The single line thrown in to the speech, which focused more on building ‘civic responsibility’ in the citizens, is in fact misleading. India certainly needs to increase its manufacturing base. The service sector provided a disproportionate 60.05 per cent of the share of the GDP in 2013-14. But there are no two ways about it: industrial activity produces waste and pollution. It also creates new urban conglomerations that gobble natural resources and energy. The environment does get impacted and altered. Precisely because the country pretends to be blind to the fact, the degradation of environment and natural resources hurts its poor disproportionately more.
The NDA government has shown early indications of its mood to overhaul the country’s environmental regime. For the wrong reasons and in the wrong way. As of now, it’s begun by playing around with rules and regulations. Just like the UPA did previously.
The green laws of 70s and 80s recognised and protected India’s environment and natural resources as an elitist abstract – devoid of the rights of the poor over it. Which is why they have failed to check misappropriation of these resources by the political class in favour of the economically better off, and in the recent decade to rising crony-capitalism.
Under these laws, it’s almost impossible to protect a tribal village’s rights over its resources but there are innumerable convenient loopholes to simply gift away the village’s resources – water, land forests (and can I add, air) to the engines of growth.
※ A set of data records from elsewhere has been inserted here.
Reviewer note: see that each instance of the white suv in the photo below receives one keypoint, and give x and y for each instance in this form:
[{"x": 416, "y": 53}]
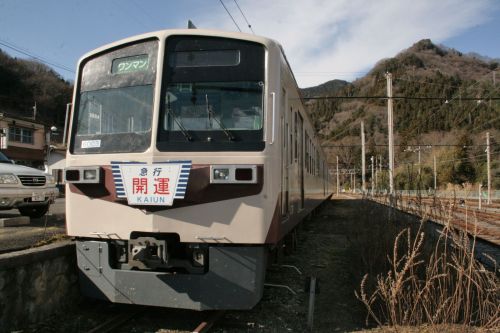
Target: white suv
[{"x": 27, "y": 189}]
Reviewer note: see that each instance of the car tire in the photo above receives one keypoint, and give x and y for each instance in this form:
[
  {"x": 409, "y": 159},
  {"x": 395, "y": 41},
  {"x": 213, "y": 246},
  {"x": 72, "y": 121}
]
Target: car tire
[{"x": 34, "y": 211}]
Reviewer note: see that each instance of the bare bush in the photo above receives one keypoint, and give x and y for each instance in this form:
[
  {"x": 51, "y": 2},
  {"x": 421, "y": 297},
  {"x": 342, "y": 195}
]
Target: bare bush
[{"x": 446, "y": 286}]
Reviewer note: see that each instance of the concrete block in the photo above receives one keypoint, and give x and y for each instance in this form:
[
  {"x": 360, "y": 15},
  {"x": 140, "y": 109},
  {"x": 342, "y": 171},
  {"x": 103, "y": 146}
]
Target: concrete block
[{"x": 14, "y": 221}]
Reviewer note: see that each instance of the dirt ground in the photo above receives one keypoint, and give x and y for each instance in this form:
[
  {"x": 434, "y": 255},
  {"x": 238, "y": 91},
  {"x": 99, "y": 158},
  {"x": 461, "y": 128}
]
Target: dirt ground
[{"x": 339, "y": 244}]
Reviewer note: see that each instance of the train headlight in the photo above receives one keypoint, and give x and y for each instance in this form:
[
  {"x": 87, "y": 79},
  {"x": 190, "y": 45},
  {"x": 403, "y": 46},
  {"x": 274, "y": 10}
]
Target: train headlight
[
  {"x": 7, "y": 178},
  {"x": 233, "y": 174},
  {"x": 84, "y": 175},
  {"x": 51, "y": 180},
  {"x": 90, "y": 174},
  {"x": 221, "y": 174}
]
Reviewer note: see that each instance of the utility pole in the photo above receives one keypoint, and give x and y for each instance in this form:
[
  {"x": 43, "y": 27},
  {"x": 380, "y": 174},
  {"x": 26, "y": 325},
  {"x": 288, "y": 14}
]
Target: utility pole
[
  {"x": 419, "y": 161},
  {"x": 337, "y": 176},
  {"x": 488, "y": 164},
  {"x": 372, "y": 176},
  {"x": 390, "y": 124},
  {"x": 363, "y": 152},
  {"x": 34, "y": 111},
  {"x": 354, "y": 180},
  {"x": 435, "y": 175}
]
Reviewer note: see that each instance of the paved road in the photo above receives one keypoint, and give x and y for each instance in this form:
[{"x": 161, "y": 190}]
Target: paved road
[{"x": 23, "y": 236}]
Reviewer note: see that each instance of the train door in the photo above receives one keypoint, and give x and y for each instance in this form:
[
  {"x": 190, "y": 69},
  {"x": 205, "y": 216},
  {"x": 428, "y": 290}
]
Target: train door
[
  {"x": 300, "y": 140},
  {"x": 285, "y": 128}
]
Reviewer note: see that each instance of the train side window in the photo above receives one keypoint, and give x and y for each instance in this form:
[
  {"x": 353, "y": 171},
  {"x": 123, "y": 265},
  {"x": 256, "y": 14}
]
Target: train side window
[{"x": 296, "y": 135}]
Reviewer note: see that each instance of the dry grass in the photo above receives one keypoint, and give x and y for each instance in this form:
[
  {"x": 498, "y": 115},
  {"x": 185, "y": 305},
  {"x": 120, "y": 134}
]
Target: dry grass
[{"x": 447, "y": 286}]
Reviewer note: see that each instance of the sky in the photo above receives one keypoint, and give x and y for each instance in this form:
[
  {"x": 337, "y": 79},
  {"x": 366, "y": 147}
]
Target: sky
[{"x": 323, "y": 39}]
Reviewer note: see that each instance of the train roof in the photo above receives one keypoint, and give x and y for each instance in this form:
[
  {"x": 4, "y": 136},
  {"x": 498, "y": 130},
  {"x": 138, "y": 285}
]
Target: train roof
[{"x": 268, "y": 42}]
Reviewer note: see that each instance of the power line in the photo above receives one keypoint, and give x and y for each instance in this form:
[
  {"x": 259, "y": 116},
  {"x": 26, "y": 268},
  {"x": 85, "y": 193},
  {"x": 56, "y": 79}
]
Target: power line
[
  {"x": 248, "y": 23},
  {"x": 34, "y": 56},
  {"x": 231, "y": 16},
  {"x": 412, "y": 145},
  {"x": 402, "y": 97}
]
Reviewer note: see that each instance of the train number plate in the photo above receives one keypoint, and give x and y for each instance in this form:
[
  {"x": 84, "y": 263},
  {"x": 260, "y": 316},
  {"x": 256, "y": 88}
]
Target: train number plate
[{"x": 155, "y": 184}]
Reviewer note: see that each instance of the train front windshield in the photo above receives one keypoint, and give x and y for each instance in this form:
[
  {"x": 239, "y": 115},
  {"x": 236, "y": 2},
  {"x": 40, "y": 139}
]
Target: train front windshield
[
  {"x": 114, "y": 107},
  {"x": 212, "y": 97}
]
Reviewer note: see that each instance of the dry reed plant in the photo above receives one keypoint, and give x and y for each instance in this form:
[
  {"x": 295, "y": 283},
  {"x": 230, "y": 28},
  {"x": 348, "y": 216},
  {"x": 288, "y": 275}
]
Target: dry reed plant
[{"x": 446, "y": 286}]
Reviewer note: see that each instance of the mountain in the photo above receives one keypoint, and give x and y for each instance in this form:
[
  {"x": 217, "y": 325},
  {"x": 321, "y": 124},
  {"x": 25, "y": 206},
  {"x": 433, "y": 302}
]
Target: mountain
[
  {"x": 444, "y": 99},
  {"x": 324, "y": 89},
  {"x": 26, "y": 82}
]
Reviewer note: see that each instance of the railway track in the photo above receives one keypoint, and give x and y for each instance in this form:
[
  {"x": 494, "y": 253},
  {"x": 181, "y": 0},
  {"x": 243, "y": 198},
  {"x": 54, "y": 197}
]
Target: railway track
[
  {"x": 483, "y": 223},
  {"x": 483, "y": 226},
  {"x": 115, "y": 322}
]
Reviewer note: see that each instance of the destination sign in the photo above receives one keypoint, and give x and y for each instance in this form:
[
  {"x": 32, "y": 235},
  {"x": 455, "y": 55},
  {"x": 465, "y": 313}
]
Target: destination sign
[{"x": 138, "y": 63}]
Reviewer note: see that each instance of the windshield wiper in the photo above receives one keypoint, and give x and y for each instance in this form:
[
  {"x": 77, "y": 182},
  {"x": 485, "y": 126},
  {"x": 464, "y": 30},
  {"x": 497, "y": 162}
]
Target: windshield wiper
[
  {"x": 211, "y": 114},
  {"x": 174, "y": 117}
]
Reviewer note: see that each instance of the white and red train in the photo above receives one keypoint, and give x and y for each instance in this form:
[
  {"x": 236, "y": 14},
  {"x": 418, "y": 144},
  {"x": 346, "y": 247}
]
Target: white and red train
[{"x": 191, "y": 156}]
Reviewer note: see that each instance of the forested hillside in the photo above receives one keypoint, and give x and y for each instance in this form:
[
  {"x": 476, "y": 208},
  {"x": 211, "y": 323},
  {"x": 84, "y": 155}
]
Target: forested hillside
[
  {"x": 446, "y": 98},
  {"x": 25, "y": 82}
]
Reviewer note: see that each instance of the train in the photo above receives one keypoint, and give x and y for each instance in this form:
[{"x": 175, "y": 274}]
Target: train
[{"x": 190, "y": 159}]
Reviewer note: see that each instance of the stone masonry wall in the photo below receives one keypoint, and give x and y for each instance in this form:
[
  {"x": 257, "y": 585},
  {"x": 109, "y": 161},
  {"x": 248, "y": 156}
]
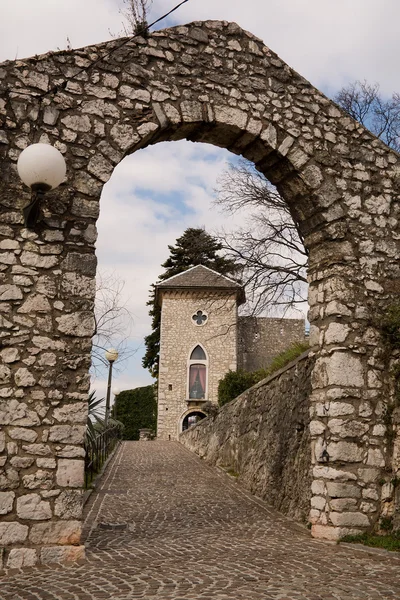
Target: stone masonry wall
[
  {"x": 264, "y": 437},
  {"x": 208, "y": 82},
  {"x": 179, "y": 336},
  {"x": 260, "y": 339}
]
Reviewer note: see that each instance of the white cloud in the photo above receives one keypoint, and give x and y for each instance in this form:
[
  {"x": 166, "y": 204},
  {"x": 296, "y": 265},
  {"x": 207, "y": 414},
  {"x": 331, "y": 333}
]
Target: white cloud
[{"x": 329, "y": 43}]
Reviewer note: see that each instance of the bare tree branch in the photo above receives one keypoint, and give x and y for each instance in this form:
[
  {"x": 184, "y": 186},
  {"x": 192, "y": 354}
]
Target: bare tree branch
[{"x": 113, "y": 321}]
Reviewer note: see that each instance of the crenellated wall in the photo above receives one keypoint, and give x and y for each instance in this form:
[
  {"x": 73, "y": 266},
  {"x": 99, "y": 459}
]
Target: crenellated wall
[
  {"x": 263, "y": 437},
  {"x": 207, "y": 82}
]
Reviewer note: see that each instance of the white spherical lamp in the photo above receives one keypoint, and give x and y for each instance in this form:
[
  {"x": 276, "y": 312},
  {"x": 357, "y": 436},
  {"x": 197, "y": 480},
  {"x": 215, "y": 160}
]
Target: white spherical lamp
[
  {"x": 111, "y": 354},
  {"x": 41, "y": 167}
]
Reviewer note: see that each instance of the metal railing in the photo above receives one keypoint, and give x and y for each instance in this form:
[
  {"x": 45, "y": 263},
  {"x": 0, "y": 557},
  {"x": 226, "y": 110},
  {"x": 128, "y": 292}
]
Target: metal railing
[{"x": 97, "y": 450}]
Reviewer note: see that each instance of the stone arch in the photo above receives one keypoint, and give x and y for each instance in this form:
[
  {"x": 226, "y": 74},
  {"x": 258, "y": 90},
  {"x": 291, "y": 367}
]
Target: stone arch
[
  {"x": 206, "y": 82},
  {"x": 187, "y": 413}
]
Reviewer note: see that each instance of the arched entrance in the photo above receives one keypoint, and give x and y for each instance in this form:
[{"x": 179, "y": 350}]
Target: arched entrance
[
  {"x": 206, "y": 82},
  {"x": 191, "y": 418}
]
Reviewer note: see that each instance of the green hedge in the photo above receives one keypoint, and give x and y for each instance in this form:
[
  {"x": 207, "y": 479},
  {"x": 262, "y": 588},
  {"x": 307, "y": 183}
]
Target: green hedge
[
  {"x": 136, "y": 409},
  {"x": 236, "y": 382}
]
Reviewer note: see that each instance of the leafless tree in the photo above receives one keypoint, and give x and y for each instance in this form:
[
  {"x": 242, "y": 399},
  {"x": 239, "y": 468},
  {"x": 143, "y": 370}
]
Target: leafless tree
[
  {"x": 269, "y": 248},
  {"x": 364, "y": 102},
  {"x": 135, "y": 13},
  {"x": 113, "y": 321}
]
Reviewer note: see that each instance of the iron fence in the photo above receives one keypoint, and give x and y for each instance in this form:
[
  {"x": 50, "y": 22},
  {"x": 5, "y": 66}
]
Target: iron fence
[{"x": 98, "y": 449}]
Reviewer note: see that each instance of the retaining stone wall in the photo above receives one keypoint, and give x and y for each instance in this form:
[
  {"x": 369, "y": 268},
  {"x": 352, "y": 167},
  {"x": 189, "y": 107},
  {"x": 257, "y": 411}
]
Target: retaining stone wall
[{"x": 264, "y": 436}]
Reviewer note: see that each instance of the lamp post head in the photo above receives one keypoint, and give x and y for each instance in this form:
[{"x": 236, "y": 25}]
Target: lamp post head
[
  {"x": 111, "y": 355},
  {"x": 41, "y": 167}
]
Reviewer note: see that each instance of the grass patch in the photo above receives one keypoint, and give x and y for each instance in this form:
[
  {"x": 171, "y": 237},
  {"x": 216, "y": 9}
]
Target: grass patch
[{"x": 388, "y": 542}]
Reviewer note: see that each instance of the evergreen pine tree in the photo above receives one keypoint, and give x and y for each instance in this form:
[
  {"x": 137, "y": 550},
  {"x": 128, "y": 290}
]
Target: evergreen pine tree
[{"x": 194, "y": 247}]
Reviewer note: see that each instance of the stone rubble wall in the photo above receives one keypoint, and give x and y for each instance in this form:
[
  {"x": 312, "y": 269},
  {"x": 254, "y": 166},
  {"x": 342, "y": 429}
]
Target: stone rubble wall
[
  {"x": 263, "y": 437},
  {"x": 260, "y": 339},
  {"x": 209, "y": 82}
]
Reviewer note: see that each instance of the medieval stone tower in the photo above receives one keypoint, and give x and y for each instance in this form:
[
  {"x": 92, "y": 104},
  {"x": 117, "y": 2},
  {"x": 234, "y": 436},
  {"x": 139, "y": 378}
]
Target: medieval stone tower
[{"x": 198, "y": 344}]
A symptom of this lies in the catena of executive and judicial decisions on environment over the past decade which post-facto approved illegal misappropriation of common resources. Strict implementation of law was forgone in the name of balancing growth with environment. Oh yes, the higher judiciary has been party to this bad governance too.
I am reminded of a case in the Supreme Court some years ago. People protested the building of a dam in the tribal regions of northeast by submerging community forests. The court agreed that forests (and attendant biodiversity) was being destroyed. Its expert panel demanded that the state government make up for this loss by displacing yet more tribals from yet more forestland – to create a wildlife sanctuary as compensation.
India does need a new resource regulatory regime that can arbitrate and adjudicate the competing interests over natural resources and environment better. Surely, such an overhaul cannot begin by the Prime Minister spinning myths about industrial activity that has zero impact on the environment. He could easily learn lessons from one of the most industrialised states - Gujarat, home to also one of the most polluted industrial clusters in the country at Vapi. Instead of learning those lessons, his government recently did away with the moratorium on building new factories in the critically polluted zone. And, put a one year moratorium on the comprehensive system of measuring pollution in these industrial clusters of India.